Potential of Diuretic Amiloride in Multiple Myeloma
The diuretic amiloride may prove to be an alternative treatment option for patients with relapsed multiple myeloma, according to a preclinical study by Norma C. Gutiérrez, MD, PhD, of the Cancer Research Center-IBMCC in Salamanca, Spain, and colleagues published in Clinical Cancer Research. Patients with 17p deletion or TP53 mutations that are resistant to current therapies may particularly benefit from amiloride, they concluded.

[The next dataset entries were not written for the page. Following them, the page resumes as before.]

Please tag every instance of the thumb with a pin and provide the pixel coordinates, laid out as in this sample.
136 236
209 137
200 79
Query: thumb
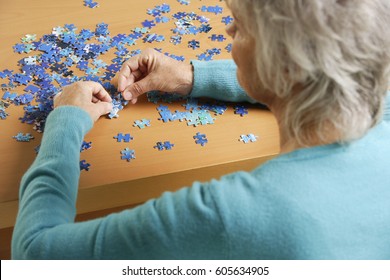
102 108
138 88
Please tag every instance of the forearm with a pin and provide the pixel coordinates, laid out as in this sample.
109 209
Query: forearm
217 79
48 190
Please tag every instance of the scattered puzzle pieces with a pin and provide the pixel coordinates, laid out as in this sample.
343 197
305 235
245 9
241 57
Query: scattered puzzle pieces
123 137
20 137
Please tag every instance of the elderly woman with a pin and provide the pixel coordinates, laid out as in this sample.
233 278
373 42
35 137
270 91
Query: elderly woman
322 68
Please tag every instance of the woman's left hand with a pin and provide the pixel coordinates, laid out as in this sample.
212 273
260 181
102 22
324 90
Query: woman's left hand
89 96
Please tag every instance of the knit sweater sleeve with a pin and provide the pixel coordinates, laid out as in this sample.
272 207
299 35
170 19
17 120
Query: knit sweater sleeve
386 115
217 79
159 229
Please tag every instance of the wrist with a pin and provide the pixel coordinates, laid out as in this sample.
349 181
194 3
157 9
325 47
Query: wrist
187 79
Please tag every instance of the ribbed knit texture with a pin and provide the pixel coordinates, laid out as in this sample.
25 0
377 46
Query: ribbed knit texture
326 202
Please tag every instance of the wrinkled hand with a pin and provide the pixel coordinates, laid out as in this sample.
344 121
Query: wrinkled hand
89 96
152 70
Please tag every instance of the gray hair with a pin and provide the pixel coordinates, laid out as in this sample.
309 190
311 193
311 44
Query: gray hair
337 51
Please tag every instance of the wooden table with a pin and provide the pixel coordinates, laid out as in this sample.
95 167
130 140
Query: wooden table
112 182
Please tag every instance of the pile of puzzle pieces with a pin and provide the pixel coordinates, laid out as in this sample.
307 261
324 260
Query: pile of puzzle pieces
67 55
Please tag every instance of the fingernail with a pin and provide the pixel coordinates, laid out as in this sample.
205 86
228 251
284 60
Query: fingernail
128 95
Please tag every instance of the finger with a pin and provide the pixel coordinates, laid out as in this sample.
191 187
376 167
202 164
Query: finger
131 71
98 91
126 74
133 101
138 88
104 108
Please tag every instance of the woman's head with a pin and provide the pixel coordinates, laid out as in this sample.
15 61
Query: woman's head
324 63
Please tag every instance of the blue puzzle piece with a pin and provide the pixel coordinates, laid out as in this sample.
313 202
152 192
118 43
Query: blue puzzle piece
142 123
248 138
240 110
200 139
85 146
84 165
128 154
164 146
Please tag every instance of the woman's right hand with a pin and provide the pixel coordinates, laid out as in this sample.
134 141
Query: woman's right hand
152 70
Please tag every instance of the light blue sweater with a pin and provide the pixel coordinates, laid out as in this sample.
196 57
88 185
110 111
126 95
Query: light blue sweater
327 202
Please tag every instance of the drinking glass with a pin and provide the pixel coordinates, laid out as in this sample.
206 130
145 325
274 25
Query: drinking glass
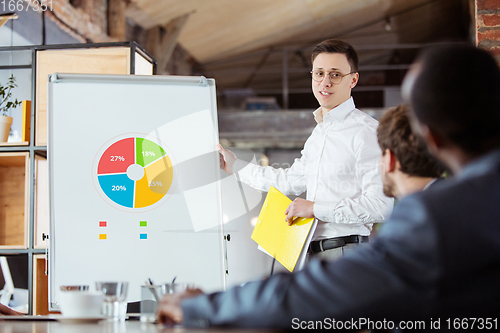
115 299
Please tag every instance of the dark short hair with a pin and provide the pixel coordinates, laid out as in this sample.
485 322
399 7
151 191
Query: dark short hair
456 93
337 46
394 132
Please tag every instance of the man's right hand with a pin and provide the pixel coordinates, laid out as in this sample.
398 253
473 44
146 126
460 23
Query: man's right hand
4 310
226 159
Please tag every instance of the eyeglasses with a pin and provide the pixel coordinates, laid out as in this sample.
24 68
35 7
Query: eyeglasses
335 77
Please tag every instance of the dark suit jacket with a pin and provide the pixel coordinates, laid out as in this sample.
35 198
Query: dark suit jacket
438 256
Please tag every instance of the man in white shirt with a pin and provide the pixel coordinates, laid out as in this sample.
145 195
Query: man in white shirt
339 163
406 165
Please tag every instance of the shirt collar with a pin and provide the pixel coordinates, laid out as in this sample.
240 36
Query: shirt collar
338 113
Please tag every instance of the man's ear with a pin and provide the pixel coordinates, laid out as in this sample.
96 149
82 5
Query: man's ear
354 80
389 160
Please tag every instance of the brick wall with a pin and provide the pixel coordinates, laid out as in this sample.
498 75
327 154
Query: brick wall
488 26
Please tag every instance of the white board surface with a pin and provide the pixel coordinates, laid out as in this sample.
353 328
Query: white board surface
134 182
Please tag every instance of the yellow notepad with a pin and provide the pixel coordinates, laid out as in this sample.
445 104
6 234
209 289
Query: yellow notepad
273 233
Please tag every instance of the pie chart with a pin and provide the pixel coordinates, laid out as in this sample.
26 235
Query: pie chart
135 172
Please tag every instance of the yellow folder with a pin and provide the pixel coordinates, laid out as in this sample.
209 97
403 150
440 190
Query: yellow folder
273 233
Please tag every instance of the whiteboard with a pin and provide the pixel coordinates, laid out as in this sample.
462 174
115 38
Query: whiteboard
133 182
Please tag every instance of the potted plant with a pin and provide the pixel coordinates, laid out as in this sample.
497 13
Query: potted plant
5 106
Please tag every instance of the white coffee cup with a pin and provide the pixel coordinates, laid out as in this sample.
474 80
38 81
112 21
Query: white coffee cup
81 304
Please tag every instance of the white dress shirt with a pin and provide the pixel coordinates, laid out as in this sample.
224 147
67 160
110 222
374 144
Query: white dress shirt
338 169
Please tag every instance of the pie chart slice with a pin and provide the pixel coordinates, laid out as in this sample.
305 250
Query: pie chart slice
147 151
135 172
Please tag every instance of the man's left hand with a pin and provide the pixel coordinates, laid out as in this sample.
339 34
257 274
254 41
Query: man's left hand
299 208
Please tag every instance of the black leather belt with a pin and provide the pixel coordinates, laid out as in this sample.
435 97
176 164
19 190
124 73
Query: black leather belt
332 243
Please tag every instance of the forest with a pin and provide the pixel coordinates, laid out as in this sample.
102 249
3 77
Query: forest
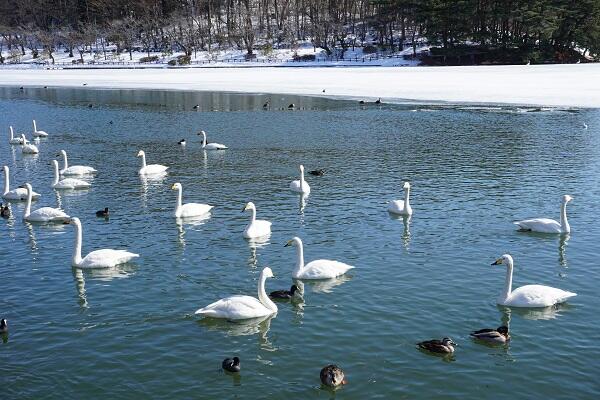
490 31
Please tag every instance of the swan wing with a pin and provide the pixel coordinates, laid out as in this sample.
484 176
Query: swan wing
47 214
235 307
194 210
323 269
537 296
543 225
106 258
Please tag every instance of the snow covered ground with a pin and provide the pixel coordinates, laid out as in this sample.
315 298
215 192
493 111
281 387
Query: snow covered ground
575 85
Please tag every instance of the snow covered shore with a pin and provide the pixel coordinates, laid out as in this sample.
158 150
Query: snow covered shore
573 85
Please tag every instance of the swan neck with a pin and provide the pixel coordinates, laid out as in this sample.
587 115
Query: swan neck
564 223
76 260
262 294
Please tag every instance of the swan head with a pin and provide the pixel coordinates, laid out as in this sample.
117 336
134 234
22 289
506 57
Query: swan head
249 206
294 241
506 259
267 272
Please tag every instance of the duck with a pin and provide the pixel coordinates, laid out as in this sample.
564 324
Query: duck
499 335
231 364
285 294
444 346
547 225
104 258
300 185
401 207
317 269
28 148
14 140
257 227
210 146
332 376
189 209
150 169
37 133
18 194
43 214
4 211
103 213
530 296
67 183
243 307
75 170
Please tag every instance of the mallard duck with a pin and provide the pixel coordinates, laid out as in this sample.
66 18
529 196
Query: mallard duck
444 346
332 376
499 335
285 294
317 172
103 213
231 364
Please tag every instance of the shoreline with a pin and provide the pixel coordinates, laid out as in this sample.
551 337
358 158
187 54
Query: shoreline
558 85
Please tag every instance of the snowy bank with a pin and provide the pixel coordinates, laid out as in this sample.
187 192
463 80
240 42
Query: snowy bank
574 85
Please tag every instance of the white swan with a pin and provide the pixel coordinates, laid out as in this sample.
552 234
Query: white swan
14 140
300 186
37 133
44 214
18 194
188 209
211 146
256 228
75 170
104 258
28 148
243 307
317 269
547 225
152 168
529 295
67 183
402 207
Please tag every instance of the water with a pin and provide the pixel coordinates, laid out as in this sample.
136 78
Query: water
131 332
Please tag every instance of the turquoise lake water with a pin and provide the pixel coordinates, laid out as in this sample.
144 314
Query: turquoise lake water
131 333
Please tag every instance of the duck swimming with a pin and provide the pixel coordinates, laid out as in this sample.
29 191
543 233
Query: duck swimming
499 335
332 376
444 346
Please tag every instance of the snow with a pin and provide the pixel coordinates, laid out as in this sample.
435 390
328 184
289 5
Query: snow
571 85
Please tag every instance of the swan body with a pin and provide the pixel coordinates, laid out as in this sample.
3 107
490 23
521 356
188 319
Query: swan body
67 183
211 146
300 186
150 169
402 207
256 228
499 335
44 214
14 140
104 258
37 133
317 269
28 148
547 225
75 170
529 295
189 209
18 194
243 307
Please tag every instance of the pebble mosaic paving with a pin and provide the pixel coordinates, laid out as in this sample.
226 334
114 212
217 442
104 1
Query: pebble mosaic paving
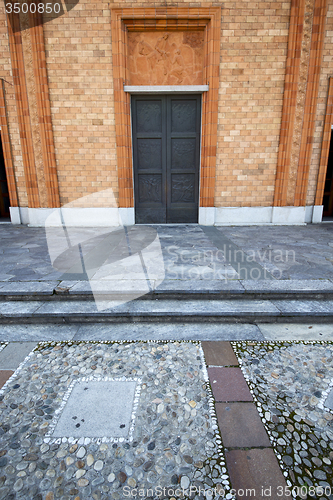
290 382
175 442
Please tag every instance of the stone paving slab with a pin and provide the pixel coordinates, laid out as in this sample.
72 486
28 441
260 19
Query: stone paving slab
28 287
294 331
167 331
315 307
287 286
191 252
37 333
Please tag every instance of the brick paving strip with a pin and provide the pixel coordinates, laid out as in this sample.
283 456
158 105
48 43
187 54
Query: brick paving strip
251 462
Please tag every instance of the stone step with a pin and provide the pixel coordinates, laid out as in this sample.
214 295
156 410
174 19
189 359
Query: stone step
168 289
234 311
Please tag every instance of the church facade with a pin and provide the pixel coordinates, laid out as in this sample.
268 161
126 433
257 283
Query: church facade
155 113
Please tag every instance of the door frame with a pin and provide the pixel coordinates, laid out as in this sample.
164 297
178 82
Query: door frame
206 19
167 173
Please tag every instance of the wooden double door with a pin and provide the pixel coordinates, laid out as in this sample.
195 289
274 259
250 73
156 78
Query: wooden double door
166 156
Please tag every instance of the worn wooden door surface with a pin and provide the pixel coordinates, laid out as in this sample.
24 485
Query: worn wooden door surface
166 153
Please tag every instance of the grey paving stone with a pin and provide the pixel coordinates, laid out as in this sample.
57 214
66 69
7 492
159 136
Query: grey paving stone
173 307
28 287
80 307
315 307
167 331
97 409
294 331
231 286
140 287
5 278
288 285
38 333
17 308
14 353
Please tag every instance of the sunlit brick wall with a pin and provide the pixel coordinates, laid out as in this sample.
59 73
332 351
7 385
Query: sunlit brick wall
326 72
6 74
79 66
252 72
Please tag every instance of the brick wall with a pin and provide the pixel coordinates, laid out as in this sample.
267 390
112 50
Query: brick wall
252 71
326 72
6 74
79 67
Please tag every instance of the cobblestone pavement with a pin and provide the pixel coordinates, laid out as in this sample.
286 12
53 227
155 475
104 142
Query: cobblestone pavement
172 443
223 418
291 383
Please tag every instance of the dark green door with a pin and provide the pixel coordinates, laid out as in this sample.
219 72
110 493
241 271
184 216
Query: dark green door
166 152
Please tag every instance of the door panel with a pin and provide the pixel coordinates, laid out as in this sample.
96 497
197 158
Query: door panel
149 156
183 139
166 151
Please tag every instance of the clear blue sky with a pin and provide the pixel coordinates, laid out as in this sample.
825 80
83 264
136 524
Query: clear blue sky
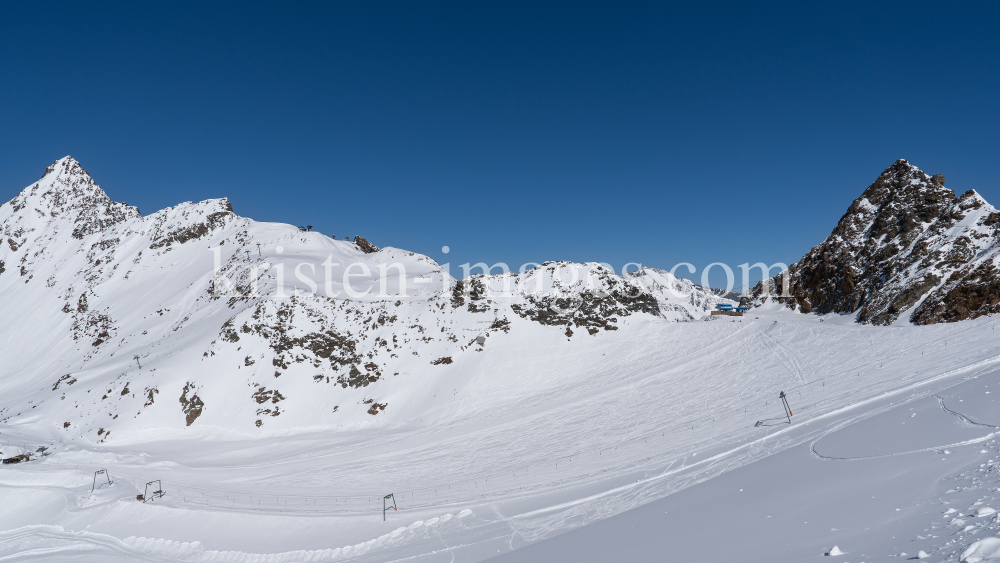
508 131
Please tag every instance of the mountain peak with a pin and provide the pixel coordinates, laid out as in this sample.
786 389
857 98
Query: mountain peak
66 191
65 166
907 247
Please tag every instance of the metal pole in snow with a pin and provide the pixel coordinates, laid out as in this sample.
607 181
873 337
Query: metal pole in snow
788 410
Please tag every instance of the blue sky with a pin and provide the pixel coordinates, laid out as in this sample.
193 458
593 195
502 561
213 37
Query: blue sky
511 132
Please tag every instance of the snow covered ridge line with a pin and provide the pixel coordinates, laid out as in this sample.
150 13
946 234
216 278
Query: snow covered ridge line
909 249
564 280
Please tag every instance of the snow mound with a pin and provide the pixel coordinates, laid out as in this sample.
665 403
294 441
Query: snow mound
983 550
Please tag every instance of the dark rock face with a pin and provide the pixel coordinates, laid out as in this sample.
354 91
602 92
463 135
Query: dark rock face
907 241
364 245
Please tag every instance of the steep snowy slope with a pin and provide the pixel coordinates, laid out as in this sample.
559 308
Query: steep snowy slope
907 248
114 322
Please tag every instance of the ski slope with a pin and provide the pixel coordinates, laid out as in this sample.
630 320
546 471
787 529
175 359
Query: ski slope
528 443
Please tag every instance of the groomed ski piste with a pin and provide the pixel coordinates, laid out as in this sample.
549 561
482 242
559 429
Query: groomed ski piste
271 426
541 440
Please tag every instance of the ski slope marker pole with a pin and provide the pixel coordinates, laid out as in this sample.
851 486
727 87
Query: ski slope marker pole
788 410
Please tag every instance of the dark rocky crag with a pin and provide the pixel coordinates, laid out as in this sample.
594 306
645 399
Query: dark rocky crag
907 245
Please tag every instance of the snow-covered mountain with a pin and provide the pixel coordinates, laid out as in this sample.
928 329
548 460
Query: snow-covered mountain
191 396
907 249
114 322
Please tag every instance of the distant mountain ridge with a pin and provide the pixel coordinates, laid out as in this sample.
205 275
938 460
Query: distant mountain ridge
908 249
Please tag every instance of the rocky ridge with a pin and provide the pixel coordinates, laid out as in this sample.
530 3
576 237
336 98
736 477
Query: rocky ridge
194 316
908 249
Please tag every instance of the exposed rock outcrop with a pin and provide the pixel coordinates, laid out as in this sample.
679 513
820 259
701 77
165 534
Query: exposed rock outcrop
908 246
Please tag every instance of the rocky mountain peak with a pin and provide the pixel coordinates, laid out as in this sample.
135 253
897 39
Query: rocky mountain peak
67 192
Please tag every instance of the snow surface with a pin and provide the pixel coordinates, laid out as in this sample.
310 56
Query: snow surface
632 441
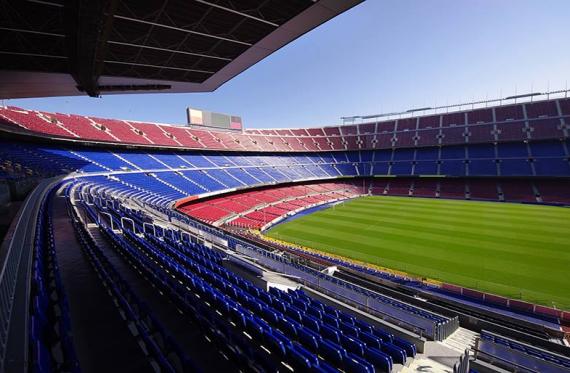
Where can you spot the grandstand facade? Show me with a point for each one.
(180, 208)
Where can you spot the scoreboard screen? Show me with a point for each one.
(197, 117)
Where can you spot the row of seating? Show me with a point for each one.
(413, 318)
(506, 189)
(160, 347)
(255, 208)
(521, 354)
(530, 121)
(50, 338)
(267, 309)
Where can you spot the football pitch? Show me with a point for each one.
(515, 250)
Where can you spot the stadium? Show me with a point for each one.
(432, 239)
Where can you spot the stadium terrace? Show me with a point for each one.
(186, 209)
(431, 239)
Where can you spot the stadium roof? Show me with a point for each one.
(61, 48)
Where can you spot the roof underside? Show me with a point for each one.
(60, 47)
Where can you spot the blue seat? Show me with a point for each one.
(311, 358)
(371, 340)
(410, 348)
(311, 323)
(352, 345)
(379, 359)
(331, 320)
(297, 360)
(398, 354)
(330, 333)
(349, 329)
(294, 313)
(290, 325)
(332, 352)
(275, 345)
(383, 335)
(355, 364)
(309, 339)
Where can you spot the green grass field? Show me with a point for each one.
(514, 250)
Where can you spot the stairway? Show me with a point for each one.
(461, 339)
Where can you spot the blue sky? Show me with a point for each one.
(381, 56)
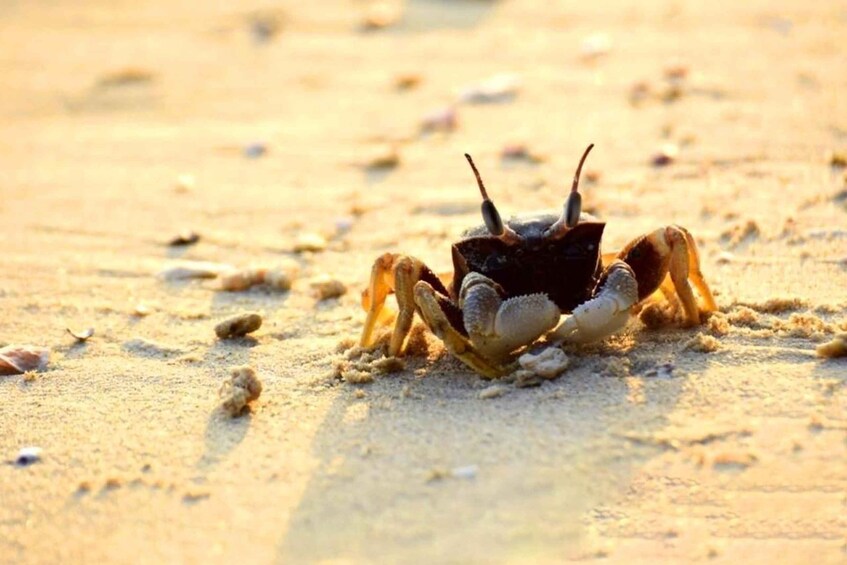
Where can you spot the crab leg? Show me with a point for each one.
(607, 312)
(394, 273)
(498, 327)
(457, 344)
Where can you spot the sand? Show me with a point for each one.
(127, 124)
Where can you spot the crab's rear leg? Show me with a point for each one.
(670, 251)
(395, 273)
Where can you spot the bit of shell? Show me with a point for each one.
(702, 343)
(383, 160)
(663, 371)
(255, 150)
(325, 287)
(838, 159)
(493, 391)
(666, 155)
(525, 379)
(442, 119)
(126, 77)
(18, 359)
(380, 16)
(280, 278)
(465, 472)
(595, 46)
(241, 388)
(185, 237)
(239, 326)
(83, 335)
(28, 456)
(837, 347)
(497, 89)
(547, 364)
(193, 270)
(407, 81)
(141, 310)
(309, 242)
(520, 152)
(185, 183)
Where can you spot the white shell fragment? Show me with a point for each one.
(465, 472)
(547, 364)
(18, 359)
(28, 456)
(497, 89)
(193, 270)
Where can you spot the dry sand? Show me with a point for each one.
(731, 453)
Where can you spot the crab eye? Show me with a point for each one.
(492, 218)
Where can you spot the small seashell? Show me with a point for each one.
(465, 472)
(547, 364)
(312, 242)
(28, 456)
(442, 119)
(193, 270)
(241, 388)
(185, 237)
(255, 150)
(595, 46)
(495, 90)
(83, 335)
(18, 359)
(239, 326)
(184, 183)
(666, 155)
(326, 287)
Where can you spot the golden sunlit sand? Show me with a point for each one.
(166, 166)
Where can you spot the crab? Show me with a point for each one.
(513, 281)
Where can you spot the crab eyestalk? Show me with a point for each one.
(573, 206)
(490, 215)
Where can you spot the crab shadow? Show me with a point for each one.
(417, 467)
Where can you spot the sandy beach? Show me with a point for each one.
(314, 137)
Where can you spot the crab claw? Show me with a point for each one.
(606, 313)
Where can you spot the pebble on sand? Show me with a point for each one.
(241, 388)
(239, 325)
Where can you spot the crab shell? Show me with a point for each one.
(566, 269)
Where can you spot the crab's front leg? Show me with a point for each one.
(641, 268)
(606, 313)
(498, 326)
(398, 274)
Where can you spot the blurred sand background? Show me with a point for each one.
(738, 454)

Dr. Gutiérrez and colleagues found that amiloride disrupted alternative splicing, which was associated with inhibition of myeloma cell viability in both ex vivo and in vitro settings. The amiloride affected the production of p53 protein in cells with both normal and faulty versions of the TP53 gene but demonstrated anticancer activity either way. The drug did not seem to cause systemic toxicity in the treated mice, noted the investigators.
The drug, typically used to treat high blood pressure, edema, or cirrhosis, demonstrated antimyeloma activity, leading researchers to consider it as an alternative treatment for patients with relapsed multiple myeloma, especially those with resistant 17p and TP53 mutations. Amiloride worked synergistically with other anticancer therapies, including dexamethasone, melphalan, lenalidomide, and pomalidomide.